The importance of testing viral presence for further treatment has been shown in a retrospective analysis by Frustaci in which viral persistence was associated with detrimental outcomes in patients with myocarditis receiving immunosuppressive therapy [44]. Proofing of transcriptional activity of B19V is therefore mandatory to differentiate between latent and active viral persistence and avoiding potential incorrect therapeutic decisions.

Primary antiviral therapeutic options already exist. Recently, we were able to show that clinical symptoms in patients with enterovirus and adenovirus genomes improved during antiviral treatment with interferon-β [45]. Moreover, suppression of B19V transcriptional activity by nucleoside analogue telbivudine treatment improved hemodynamic and clinical outcomes significantly [46]. In- vitro data provided an anti-apoptotic effect of this nucleoside analogue through normalization of BIRC3 levels in B19V-induced apoptosis, and thereby protected cells from B19V damage [47].

Limitation of the Study

The major limitation of this study is the lack of randomization. This was a retrospective analysis of data from a prospective observational cohort and, as such, the possible effect of selection bias cannot be denied. The cohort was only adjusted to B19V-positive patients with or without detectable replicative intermediates of B19V confirmed by measurement of B19V RNA transcripts. In this design, unmeasured confounding cannot be ruled out.

5. Conclusions

Among patients with B19V genomes in EMB, in this study we were able to demonstrate for the first time that B19V with transcriptional activity is clinically relevant. Transcriptionally active B19V is associated with progressive cardiac dysfunction and impaired survival.

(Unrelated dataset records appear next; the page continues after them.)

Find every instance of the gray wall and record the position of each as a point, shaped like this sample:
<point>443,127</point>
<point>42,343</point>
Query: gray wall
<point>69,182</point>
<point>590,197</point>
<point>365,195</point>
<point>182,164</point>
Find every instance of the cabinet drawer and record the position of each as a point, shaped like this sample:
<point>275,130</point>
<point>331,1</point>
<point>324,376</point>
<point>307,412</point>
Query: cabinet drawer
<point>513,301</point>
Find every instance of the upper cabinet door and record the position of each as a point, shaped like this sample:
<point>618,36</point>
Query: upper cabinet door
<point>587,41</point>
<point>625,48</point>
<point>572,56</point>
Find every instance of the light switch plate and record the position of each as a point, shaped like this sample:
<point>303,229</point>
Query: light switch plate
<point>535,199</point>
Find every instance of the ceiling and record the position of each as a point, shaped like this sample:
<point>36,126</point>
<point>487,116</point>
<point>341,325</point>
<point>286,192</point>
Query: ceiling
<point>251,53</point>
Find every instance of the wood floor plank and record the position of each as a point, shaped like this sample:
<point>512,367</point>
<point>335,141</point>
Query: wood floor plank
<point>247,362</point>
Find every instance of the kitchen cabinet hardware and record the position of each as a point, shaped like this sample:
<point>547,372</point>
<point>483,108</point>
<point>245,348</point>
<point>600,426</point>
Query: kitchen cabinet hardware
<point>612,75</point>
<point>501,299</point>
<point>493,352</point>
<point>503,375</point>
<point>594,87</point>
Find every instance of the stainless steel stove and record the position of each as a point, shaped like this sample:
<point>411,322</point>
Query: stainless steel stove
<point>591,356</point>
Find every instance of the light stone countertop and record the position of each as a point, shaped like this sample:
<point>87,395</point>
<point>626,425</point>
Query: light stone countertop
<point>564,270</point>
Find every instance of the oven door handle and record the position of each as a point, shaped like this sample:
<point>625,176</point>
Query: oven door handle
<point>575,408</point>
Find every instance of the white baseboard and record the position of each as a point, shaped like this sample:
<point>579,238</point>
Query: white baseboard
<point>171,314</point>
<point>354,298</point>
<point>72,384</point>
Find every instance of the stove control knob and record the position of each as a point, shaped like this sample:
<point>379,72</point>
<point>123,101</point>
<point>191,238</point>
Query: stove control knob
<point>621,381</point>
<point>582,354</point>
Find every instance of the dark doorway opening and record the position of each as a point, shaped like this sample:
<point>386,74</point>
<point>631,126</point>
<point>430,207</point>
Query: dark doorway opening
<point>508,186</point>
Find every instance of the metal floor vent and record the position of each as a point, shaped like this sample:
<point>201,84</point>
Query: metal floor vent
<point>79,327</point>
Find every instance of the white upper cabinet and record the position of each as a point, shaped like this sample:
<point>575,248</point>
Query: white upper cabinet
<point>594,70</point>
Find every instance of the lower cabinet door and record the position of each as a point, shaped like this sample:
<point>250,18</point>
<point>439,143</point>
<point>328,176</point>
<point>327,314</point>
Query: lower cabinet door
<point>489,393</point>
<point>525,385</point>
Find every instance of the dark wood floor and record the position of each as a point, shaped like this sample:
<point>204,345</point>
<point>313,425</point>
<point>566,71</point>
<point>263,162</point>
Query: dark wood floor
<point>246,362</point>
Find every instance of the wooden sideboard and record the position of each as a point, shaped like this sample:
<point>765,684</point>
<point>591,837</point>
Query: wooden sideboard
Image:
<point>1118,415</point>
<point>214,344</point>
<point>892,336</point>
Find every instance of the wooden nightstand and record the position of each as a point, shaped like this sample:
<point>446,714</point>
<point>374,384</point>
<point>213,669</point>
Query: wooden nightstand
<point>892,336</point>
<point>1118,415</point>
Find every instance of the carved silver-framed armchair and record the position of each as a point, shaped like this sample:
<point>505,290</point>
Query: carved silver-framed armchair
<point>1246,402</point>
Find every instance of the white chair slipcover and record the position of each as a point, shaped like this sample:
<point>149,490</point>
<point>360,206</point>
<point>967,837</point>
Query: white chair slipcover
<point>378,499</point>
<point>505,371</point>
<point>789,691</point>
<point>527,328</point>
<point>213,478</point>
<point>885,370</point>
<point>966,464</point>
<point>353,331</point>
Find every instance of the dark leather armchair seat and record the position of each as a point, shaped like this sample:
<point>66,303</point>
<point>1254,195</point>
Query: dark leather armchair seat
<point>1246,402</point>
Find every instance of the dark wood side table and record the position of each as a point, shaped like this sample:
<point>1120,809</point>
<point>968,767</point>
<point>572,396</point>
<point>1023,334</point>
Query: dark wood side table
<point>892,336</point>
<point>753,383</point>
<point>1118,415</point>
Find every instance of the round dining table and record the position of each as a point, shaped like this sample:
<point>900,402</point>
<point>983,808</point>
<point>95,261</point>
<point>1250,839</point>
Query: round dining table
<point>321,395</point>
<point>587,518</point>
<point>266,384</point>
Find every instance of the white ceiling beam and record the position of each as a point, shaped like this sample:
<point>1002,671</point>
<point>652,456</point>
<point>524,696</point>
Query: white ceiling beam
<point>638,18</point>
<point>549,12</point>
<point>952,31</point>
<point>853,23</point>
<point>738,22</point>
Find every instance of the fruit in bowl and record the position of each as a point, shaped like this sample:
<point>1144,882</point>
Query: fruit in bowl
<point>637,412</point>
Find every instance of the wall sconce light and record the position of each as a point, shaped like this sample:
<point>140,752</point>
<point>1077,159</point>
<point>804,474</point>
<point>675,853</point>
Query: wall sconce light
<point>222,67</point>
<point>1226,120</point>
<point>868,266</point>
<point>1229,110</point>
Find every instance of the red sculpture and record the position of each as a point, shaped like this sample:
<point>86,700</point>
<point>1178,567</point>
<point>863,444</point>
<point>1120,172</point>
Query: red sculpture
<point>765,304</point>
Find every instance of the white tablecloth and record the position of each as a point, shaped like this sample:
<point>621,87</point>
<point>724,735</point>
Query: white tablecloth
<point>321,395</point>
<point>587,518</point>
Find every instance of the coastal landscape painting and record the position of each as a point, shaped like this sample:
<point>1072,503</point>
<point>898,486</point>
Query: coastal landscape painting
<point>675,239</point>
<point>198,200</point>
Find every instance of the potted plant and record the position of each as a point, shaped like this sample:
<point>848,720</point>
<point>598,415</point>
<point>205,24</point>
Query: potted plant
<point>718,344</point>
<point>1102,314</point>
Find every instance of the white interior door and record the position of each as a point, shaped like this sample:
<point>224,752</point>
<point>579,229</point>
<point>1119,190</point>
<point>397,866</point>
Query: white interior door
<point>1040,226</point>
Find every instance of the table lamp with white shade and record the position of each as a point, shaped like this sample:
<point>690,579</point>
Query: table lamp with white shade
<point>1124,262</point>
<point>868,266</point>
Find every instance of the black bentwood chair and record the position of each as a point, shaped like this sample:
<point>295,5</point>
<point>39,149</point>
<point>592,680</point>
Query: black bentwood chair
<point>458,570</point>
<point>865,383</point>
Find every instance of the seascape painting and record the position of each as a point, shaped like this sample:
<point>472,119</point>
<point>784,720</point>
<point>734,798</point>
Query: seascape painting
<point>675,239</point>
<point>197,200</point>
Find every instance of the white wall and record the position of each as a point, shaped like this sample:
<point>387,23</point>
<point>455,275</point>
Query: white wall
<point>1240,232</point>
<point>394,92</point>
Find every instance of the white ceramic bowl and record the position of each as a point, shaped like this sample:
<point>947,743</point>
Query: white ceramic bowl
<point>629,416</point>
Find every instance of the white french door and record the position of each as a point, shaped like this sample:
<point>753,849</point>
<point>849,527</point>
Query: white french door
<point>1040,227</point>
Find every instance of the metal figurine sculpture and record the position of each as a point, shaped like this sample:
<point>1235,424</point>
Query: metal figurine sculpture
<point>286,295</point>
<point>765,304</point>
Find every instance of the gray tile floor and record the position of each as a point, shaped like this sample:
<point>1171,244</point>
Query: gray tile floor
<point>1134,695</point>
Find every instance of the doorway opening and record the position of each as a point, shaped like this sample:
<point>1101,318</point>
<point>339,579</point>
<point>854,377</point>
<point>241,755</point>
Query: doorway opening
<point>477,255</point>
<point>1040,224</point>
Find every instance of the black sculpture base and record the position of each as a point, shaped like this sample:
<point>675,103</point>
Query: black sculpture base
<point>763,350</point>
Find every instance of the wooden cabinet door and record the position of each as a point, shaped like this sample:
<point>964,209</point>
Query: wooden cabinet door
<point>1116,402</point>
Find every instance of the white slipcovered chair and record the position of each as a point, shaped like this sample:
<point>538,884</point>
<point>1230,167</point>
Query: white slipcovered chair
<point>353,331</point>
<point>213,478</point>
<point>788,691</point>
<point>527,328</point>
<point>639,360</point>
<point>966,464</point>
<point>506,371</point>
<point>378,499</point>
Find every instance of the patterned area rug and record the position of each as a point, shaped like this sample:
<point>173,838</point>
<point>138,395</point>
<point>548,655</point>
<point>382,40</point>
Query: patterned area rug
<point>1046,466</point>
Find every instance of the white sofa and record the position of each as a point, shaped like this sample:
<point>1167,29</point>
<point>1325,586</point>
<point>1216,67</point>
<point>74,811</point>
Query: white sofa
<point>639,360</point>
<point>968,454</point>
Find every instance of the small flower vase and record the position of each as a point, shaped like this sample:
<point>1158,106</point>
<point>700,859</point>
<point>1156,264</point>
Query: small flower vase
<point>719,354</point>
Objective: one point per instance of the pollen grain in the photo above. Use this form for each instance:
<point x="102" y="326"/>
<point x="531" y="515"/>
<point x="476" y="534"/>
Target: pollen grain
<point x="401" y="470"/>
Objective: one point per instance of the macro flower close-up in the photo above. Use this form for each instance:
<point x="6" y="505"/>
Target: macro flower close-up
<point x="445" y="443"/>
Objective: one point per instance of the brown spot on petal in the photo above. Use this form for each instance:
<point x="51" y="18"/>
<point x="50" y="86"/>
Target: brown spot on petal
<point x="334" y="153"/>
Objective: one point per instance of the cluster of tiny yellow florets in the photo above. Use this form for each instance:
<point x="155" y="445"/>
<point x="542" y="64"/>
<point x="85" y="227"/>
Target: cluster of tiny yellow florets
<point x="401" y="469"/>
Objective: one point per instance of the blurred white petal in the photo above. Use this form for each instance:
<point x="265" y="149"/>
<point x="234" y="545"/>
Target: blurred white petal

Compentency in medical knowledge: Our study has high and immediate clinical impact, since B19V is the most frequently found cardiotropic virus in EMBs. Testing of replicative status of B19V is a prerequisite for further therapeutic decisions. The findings reported here highlight the importance of an advanced diagnostic approach with inclusion of B19V transcriptional activity into the routine evaluation of EMBs, especially if inflammation is detected. This is of particular importance because initiation of an immunosuppressive therapy leads to a significantly worse prognosis in the case of an additional active viral infection.

Translational outlook: Comprehensive, standardized diagnostic differentiation of endomyocardial B19V infections with biological and prognostic relevance (including viral replication and ongoing inflammation) seems to be the key approach for both an updated diagnostic classification of B19V associated viral cardiomyopathy and a more meaningful selection of candidates for future innovative anti-viral immunomodulatory treatment strategies and randomized studies, which are urgently needed.